July 17, 2009

Christian Bale: I apologize

I would like to take this opportunity to officially openly apologize to Christian Bale for ranting about his rant back in February, where I might have mentioned his beans were undercooked or overcooked. I also suggested he go work in a soup kitchen, which, admittedly, is a nice gesture for anyone to do. I can still recommend doing that.

Mr. Bale, I retract: I saw Terminator Salvation.

At some point the realization must have hit you, that you were snared in the bear trap clutches of a very large piece of shit-crap-trash. Said piece of trash being helmed by a ragingly untalented director. Furthermore, it cannot have failed to escape your attention that, once again, you were having to use a weird-I've just-done-the-one hundred-meter-sprint-and-will-now-try-a-deep-shout-whisper-combo-type voice and well, considering all the mental duress you were submerged in, I would have gone off the deep end too.

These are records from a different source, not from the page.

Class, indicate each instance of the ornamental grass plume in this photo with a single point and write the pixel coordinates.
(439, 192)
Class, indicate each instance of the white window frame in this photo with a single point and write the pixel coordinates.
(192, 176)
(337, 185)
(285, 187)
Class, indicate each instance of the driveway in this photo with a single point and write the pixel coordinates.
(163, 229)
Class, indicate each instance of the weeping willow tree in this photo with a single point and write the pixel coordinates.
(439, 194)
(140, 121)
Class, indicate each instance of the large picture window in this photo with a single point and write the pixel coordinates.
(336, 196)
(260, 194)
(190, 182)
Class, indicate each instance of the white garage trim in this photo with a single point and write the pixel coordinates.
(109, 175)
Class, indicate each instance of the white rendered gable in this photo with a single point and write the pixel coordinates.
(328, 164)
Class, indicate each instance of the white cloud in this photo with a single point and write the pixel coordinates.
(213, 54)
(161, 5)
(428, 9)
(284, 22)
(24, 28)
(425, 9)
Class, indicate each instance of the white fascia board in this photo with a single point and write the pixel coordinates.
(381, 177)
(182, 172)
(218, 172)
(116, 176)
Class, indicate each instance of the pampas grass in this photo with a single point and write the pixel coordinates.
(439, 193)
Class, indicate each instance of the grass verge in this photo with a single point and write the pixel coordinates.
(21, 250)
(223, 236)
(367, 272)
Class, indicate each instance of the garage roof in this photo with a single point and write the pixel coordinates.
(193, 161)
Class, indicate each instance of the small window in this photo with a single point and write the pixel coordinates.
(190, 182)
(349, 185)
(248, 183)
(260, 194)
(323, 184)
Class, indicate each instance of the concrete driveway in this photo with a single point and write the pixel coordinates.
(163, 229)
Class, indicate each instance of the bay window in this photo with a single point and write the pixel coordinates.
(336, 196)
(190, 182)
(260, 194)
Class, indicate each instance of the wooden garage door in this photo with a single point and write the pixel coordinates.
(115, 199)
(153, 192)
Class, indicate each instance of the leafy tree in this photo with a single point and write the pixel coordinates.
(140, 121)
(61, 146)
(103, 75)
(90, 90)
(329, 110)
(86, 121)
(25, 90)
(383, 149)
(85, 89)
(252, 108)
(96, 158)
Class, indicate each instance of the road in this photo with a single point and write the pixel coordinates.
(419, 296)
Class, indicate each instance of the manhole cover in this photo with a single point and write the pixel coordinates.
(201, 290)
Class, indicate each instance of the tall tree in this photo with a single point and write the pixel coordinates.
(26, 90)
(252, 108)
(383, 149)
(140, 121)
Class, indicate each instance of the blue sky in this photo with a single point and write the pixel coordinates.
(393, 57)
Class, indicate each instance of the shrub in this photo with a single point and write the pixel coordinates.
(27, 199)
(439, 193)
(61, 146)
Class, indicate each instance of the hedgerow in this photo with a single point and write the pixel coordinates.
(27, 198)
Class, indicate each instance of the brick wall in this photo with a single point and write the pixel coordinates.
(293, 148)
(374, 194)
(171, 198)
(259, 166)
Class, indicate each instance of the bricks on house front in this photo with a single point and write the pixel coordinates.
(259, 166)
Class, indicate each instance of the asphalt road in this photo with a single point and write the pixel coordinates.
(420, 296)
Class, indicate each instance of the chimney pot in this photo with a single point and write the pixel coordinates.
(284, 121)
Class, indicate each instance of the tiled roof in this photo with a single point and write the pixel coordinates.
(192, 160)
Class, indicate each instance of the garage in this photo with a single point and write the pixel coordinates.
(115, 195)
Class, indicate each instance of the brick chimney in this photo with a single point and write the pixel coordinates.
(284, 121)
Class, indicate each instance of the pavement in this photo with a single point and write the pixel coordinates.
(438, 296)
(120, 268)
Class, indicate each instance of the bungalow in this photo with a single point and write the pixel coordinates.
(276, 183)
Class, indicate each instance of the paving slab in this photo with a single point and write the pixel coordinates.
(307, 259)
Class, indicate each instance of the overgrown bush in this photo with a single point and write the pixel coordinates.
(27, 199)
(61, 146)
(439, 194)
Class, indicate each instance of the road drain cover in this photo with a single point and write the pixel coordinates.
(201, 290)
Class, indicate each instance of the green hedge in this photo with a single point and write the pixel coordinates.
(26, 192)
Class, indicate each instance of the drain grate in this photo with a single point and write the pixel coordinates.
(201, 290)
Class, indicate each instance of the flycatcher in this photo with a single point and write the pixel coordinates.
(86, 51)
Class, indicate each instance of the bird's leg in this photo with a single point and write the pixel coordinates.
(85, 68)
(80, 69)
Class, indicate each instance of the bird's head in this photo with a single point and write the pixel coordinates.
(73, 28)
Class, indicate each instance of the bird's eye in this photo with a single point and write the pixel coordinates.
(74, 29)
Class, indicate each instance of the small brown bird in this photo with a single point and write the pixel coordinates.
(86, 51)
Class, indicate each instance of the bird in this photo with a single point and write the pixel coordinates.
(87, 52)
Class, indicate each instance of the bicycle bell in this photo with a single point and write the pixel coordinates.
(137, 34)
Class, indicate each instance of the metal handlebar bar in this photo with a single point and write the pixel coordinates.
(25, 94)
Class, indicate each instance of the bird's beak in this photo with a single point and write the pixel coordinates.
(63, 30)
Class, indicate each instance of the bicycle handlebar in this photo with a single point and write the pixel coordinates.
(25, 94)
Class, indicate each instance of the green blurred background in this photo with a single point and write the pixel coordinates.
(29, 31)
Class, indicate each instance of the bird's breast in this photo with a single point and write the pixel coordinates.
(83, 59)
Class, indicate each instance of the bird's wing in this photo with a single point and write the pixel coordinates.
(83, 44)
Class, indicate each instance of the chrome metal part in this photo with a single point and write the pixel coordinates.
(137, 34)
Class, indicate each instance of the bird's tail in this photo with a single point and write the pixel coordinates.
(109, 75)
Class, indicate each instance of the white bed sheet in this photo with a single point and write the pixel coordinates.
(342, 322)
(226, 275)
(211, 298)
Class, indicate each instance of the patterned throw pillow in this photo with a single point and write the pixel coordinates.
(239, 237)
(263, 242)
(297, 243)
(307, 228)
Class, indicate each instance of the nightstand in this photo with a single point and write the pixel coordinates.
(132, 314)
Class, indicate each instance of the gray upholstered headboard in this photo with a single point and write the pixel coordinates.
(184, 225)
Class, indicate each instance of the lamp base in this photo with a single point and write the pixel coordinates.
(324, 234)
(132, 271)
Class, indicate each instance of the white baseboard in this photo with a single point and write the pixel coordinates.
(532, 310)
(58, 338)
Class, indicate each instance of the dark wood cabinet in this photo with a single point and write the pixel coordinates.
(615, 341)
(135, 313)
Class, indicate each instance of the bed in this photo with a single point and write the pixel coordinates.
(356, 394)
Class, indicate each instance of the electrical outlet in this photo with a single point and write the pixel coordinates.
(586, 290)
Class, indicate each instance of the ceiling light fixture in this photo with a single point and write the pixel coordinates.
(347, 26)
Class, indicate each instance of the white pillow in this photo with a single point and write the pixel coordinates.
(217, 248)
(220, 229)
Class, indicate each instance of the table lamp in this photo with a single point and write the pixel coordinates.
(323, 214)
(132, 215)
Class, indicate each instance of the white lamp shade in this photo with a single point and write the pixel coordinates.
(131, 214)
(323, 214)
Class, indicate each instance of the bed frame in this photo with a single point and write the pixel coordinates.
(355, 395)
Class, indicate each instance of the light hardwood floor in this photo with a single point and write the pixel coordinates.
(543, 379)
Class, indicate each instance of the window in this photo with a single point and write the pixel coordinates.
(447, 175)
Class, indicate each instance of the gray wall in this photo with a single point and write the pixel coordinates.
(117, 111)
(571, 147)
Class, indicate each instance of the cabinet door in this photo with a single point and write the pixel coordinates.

One thing though, I would, respectfully, like to ask you: you seem like a reasonably smart guy and are obviously able to tap into your "inner self soul thing". And surely, a gut instinct drawer must have been available to access. Failing that, doing a google search should have given you some indication of how distressingly awful McG's past movies all are. Where was it when you first heard his name come out of your agent's mouth?